Study -> Protocol Section -> Description Module

Description Module


Ignite Creation Date: 2026-03-26 @ 3:17 PM
Ignite Modification Date: 2026-03-26 @ 3:17 PM
NCT ID: NCT07334535
Brief Summary: This is a multicenter, prospective, randomized controlled trial designed to compare the quadruplet regimen of isatuximab, bortezomib, lenalidomide, and dexamethasone (Isa-VRD) with the standard triplet regimen (VRD) in newly diagnosed, transplant-ineligible patients with high-risk multiple myeloma (HRMM). Primary Hypothesis: The addition of isatuximab to VRD will significantly improve the MRD negativity rate at 12 months compared to VRD alone in HR-NDMM patients. Secondary Hypotheses: Isa-VRD will lead to higher overall response rates (ORR), deeper responses, and improved progression-free survival (PFS) and overall survival (OS). The safety profile of Isa-VRD will be manageable and consistent with the known safety profiles of its individual components.

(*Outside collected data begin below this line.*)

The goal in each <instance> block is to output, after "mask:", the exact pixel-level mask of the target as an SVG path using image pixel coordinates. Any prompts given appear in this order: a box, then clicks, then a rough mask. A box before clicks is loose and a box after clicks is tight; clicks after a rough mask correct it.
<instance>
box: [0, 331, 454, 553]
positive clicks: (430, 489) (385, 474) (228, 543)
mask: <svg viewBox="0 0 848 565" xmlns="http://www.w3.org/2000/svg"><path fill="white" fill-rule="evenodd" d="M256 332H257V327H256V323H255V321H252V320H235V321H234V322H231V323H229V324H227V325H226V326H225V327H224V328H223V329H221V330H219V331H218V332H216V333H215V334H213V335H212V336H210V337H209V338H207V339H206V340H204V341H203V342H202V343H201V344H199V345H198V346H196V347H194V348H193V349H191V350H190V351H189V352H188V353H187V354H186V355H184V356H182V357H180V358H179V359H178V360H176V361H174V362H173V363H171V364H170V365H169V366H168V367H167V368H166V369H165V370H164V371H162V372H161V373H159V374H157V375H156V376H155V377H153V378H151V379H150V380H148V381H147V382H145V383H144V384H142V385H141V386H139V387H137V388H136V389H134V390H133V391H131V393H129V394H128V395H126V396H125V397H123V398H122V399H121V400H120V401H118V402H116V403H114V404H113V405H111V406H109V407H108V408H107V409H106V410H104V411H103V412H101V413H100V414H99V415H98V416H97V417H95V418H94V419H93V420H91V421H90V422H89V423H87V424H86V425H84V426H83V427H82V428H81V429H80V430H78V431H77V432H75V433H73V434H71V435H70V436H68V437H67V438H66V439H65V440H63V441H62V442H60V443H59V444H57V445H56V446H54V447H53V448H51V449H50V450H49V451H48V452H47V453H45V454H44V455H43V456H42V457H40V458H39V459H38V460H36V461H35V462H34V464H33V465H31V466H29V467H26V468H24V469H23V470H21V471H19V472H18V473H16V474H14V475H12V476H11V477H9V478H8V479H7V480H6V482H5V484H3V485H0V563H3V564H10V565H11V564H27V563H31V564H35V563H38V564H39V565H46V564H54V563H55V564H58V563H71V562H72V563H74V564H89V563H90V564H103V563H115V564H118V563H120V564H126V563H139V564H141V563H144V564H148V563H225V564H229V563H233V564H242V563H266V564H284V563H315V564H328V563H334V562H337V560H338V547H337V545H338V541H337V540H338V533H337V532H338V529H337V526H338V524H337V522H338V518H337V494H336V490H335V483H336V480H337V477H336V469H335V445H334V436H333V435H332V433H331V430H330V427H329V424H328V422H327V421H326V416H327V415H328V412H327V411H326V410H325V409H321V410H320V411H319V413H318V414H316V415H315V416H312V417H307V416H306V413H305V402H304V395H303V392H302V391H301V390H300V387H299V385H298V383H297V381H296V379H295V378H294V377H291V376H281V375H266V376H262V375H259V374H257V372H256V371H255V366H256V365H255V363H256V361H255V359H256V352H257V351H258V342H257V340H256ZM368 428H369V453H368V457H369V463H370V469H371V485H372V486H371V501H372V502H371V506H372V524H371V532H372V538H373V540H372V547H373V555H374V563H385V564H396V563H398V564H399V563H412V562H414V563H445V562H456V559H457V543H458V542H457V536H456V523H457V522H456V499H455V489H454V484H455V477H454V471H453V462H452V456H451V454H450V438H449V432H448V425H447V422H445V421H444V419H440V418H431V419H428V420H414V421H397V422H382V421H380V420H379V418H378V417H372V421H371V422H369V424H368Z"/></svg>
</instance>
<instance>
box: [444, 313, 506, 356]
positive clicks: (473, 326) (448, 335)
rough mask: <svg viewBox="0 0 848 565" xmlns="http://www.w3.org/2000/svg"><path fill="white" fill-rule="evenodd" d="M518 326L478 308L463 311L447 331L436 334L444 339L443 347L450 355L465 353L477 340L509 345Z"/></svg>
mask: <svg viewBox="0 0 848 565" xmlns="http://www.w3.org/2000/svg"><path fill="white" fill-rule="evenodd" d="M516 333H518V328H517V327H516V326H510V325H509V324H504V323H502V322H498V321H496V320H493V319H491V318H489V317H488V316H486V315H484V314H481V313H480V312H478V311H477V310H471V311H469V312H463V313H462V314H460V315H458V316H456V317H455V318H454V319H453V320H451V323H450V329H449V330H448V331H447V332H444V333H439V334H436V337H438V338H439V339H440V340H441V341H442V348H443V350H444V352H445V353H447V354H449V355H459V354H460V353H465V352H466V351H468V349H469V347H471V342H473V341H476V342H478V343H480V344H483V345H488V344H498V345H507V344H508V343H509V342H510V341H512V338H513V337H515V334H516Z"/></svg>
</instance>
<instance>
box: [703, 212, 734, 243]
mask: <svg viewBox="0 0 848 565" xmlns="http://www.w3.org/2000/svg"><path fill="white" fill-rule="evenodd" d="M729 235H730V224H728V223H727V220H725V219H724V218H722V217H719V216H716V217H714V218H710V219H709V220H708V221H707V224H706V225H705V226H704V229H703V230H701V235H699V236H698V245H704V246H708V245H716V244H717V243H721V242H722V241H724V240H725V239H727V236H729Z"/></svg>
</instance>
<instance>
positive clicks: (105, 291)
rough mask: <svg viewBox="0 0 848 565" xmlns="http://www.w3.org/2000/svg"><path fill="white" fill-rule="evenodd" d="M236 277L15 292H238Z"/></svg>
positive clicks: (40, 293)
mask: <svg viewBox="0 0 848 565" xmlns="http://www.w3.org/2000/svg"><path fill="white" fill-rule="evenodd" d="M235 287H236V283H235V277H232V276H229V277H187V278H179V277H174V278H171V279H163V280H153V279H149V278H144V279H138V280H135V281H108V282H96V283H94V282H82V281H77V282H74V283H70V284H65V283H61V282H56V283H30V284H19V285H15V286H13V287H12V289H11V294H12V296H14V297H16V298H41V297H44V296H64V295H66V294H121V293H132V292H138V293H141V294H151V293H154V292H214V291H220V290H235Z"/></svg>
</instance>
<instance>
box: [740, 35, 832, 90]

Detailed Description: This is a prospective, multicenter, randomized, open-label, Phase IIIb clinical trial. The study aims to evaluate the efficacy and safety of the quadruplet regimen Isatuximab in combination with Bortezomib, Lenalidomide, and Dexamethasone (Isa-VRD) compared to the standard triplet regimen of Bortezomib, Lenalidomide, and Dexamethasone (VRD) in newly diagnosed high-risk multiple myeloma (HRMM) patients who are not candidates for autologous stem cell transplantation. A total of 117 participants will be enrolled and randomly assigned in a 2:1 ratio to receive either Isa-VRD (78 participants) or VRD (39 participants). The study consists of an induction-consolidation phase (cycles 1-12) followed by a maintenance phase (from cycle 13 onwards until disease progression or unacceptable toxicity). The primary endpoint is the rate of minimal residual disease (MRD) negativity in the bone marrow assessed by flow cytometry at 12 months of treatment. Key secondary endpoints include MRD negativity rate at 18 months, objective response rate (ORR), progression-free survival (PFS), overall survival (OS), and safety profile.